И все-таки — на погоде легче! Леву продуло и протрепало на мосту, промыло и простудило, и, заходясь крупной дрожью, чувствовал он свое пальто великоватым, болтающимся, и это было почти приятное чувство. Он чувствовал, как его утренняя оладья обращается под хлыстом дождя и ветра в лицо. Лицо свое он чувствовал со стороны — настрадавшимся: увеличивались глаза, тонко прилипали щеки. Леве все легче становилось представлять себе, как он дельно все сейчас организует.

Не будем описывать всех его плутаний — это «Одиссея». Увидим его сразу, через шесть часов — уже на Охте. Потому что, что же обнаружил Лева?.. Что «народу» — не стало. Означает ли Левина неосведомленность отрыв от народа или отставание от детства, когда мы неизбежно были именно в это время и в этом мире, — но что-то означает точно.

Не было никакого такого теперь «народу» {93}, как представлял себе Лева!

Народ этот перебирался в новые районы, в отдельные квартиры, и работать не хотел. При одном взгляде на Леву сомнений не оставалось, что с него можно спустить все шкуры, — но это ни в ком не пробудило алчности. Народа не было ни за какие деньги. «Да ты с ума сошел, — сказали ему, — какое сегодня число? Кто же сегодня работать будет! Где ты стекло достанешь?.. Какие двадцать пять рублей, дорогой, что ты говоришь…» Так говорили ему в коротеньком коридорчике, стесненном наполовину безобразной вешалкой с дохлыми ватниками и брюками, и стоявшими без ног сапогами, освещенном голой лампочкой в двадцать ватт и запахом того супа минус двадцать лет. Лева стоял на площадке последнего пятого этажа, пробравшись между детской коляской и мотороллером; наверх вела железная лесенка в черный чердачный люк — туда уводило, в мечтах, отчаяние… и Лева спускался безнадежно, на дно погоды, становившейся все более ужасной. Не дождь, не снег — какая-то рваная небесная плоть слетала теперь с вспухшего, висящего тяжелым венозным пузом ленинградского потолка и в одно мгновение облепливала путника, придушивая его стылой и тошнотворной маской обморока. После такого наркоза с ним можно было делать что угодно.

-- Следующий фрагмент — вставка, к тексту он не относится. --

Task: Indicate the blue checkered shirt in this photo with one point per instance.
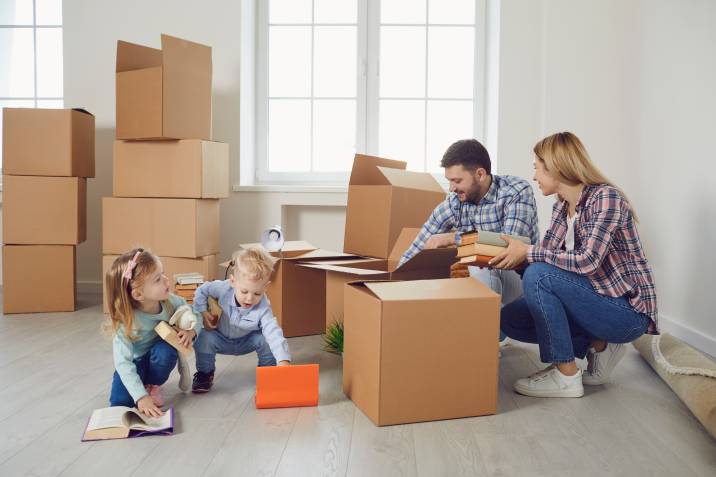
(508, 207)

Дыхнув друг на друга роднящим классы запахом перегара…

— А я тебя вчера видел, — сказал мужичок.

— Не может быть, — напрасно возражал Лева. — Вы не могли меня видеть.

— Как — не видел!.. Кого же я тогда видел? — мужичок чуть приострял взгляд подозрением: не морочат ли его, — но Левин мятый вид и родственный запах заставляли верить.

— Ты нашего маляра знаешь?

— Нет, не знаю.

Мужичок с досады даже крякнул — экий дурак непонятливый!

Подводила Леву его интеллигентность — это же надо, настолько не понимать условности жизни!! Ведь как это может выглядеть на людях? Только как глупость. Но раз на вид нормальный парень — значит, хитрость, тайный умысел. Невольной, инстинктивной хитростью это, может, и было — найти человека и нагрузить его своею беспомощностью… То, что называется: простота хуже воровства.